Movie Review-The International

By John Garces/entertainment editor

Bankers are evil and will stop at nothing to protect their own. At least that is the premise of the Tom Tykwer-directed thriller The International.

The movie is driven by the insatiable appetite of New York City Interpol agent Louis Salinger to bring down a corrupt Luxembourg-based bank known as the IBBC.

The film drives home its point that bankers are some of the most corrupt people on Earth and delivers a mostly enjoyable movie in the process. The Run, Lola, Run director pulls off his first attempt at a Hollywood action-suspense thriller.
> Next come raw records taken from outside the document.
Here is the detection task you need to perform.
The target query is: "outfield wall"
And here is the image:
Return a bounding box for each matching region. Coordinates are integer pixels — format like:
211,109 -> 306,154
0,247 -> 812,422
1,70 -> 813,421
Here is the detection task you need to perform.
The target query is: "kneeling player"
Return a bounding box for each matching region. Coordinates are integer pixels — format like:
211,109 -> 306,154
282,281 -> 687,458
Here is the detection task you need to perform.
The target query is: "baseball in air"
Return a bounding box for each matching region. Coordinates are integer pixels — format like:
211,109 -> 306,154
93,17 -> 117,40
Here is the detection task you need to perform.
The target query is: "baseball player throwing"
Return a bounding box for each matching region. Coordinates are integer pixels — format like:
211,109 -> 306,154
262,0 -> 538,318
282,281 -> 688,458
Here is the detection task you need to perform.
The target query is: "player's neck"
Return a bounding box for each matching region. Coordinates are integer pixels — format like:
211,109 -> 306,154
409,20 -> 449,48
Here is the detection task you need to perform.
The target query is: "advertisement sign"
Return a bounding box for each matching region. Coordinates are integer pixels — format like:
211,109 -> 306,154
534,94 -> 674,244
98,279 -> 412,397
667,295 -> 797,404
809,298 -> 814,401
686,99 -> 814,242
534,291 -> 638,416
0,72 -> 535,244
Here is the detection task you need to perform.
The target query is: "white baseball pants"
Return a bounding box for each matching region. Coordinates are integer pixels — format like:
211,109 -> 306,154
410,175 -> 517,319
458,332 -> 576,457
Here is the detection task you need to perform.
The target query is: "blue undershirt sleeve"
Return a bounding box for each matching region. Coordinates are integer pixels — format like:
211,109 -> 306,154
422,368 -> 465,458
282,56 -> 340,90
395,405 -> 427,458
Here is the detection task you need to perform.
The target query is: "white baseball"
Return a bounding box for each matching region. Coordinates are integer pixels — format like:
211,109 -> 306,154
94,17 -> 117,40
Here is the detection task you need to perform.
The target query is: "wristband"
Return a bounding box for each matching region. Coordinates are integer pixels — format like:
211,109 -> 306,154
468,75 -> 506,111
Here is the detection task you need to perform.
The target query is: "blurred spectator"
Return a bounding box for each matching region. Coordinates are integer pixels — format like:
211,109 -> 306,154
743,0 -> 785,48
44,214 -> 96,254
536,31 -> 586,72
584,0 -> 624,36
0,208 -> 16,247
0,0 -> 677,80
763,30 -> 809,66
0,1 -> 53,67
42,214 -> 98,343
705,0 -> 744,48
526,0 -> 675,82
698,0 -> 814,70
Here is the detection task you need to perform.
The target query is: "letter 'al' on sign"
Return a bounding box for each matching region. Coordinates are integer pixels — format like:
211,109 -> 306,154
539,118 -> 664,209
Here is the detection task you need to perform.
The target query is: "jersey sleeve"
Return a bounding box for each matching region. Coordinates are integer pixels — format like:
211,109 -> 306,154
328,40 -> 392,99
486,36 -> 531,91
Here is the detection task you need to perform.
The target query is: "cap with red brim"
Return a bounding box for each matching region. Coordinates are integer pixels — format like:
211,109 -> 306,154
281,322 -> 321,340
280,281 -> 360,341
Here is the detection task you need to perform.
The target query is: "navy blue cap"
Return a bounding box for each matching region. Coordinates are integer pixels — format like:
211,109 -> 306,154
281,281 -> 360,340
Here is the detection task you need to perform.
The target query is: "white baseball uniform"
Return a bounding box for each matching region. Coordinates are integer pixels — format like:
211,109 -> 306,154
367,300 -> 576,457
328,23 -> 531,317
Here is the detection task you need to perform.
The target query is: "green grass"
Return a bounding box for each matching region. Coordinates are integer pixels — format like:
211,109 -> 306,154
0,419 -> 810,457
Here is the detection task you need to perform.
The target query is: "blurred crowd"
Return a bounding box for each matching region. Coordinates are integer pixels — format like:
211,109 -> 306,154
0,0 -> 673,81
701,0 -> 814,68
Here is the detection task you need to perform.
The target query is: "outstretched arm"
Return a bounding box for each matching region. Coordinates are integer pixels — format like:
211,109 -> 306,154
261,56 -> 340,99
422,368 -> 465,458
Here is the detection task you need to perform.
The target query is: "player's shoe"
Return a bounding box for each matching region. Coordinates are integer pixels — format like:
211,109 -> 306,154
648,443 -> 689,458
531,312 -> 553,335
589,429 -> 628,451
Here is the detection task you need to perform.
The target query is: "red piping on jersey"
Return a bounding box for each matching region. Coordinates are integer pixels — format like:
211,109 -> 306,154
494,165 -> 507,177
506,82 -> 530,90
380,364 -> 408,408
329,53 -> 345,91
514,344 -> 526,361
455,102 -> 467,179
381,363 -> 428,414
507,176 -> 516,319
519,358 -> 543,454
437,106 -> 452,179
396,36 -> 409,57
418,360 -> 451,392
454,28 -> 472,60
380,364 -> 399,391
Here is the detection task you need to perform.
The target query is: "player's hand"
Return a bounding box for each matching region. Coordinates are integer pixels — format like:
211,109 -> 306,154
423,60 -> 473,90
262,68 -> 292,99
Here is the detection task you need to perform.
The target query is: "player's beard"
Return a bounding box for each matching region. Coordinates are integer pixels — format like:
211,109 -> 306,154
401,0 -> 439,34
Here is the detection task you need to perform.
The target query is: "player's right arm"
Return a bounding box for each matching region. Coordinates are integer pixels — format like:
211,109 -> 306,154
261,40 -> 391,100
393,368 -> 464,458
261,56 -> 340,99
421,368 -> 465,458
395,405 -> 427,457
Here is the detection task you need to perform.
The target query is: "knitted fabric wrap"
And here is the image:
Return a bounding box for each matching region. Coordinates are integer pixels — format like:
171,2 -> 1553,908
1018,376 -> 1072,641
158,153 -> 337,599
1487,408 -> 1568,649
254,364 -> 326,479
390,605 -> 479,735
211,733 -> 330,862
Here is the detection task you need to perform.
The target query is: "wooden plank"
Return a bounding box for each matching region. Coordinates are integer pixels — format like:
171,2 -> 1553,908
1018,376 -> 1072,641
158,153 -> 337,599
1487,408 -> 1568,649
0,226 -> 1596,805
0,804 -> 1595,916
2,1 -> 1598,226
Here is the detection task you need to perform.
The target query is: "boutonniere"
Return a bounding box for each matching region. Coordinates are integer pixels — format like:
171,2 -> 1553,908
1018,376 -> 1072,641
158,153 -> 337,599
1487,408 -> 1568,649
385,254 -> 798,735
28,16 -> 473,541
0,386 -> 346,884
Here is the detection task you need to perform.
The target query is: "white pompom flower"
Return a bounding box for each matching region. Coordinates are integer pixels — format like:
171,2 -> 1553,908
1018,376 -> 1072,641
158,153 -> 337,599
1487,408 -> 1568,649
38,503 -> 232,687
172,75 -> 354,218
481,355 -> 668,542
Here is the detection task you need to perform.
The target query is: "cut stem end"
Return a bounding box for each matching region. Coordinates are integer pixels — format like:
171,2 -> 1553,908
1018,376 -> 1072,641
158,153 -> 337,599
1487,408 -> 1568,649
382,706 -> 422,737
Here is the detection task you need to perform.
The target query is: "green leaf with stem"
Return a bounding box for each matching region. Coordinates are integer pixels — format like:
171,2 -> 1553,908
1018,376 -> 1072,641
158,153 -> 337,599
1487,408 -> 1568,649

Salinger, portrayed by Clive Owen, is joined in his quest to overthrow the IBBC by former Manhattan district attorney Eleanor Whitman, played by Naomi Watts. Owen gives a solid performance, but Watts appears to bring nothing of consequence to the role other than her supposed sex appeal.

The meat of the film has Salinger and Whitman following the illicit dealings of the bank to various locales around the globe, from New York to Lyon, France; Milan, Italy; Berlin, Germany, and Istanbul, Turkey.

In their efforts to bring down the bank, they discover it is in the midst of several shady dealings, including assisting rebels in Africa and brokering an arms deal with China.

But they quickly learn that anyone who gets in the bank’s way ends up missing or dead.

Because of the bank’s powerful hold on everything, the pair also must deal with their investigations into the bank being shut down at every corner.

A scintillating shootout scene at the Guggenheim Museum in New York City, recreated for the movie on a soundstage in Berlin, sees the Consultant, the bank’s hired assassin played by Brian O’Byrne, caught in the crossfire and killed.

Owen then turns to a former confidant of O’Byrne, Wilhelm Wexler, played by Armin-Mueller Stahl, to take down the bank.

Warned by Stahl that he must think outside the parameters of the world’s justice system, Owen follows the bank’s bigwigs to Istanbul, where they meet to discuss the arms deals with the two warring sides. Desperate to take down the bank, Salinger and Wexler devise a plan to capture all of the bank’s dirty deals on tape.

Those who enjoy a lot of action in their suspense thrillers will find this one short on action scenes, but it delivers on the one shootout scene alone.

The ending, however, falls a little flat, particularly if a true resolution to the problem is what one expects to see.

This film takes aim at an easy target in today’s economic climate and delivers a mostly solid movie.

Still, if action-suspense thrillers are of interest to you, The International is worth the ticket price.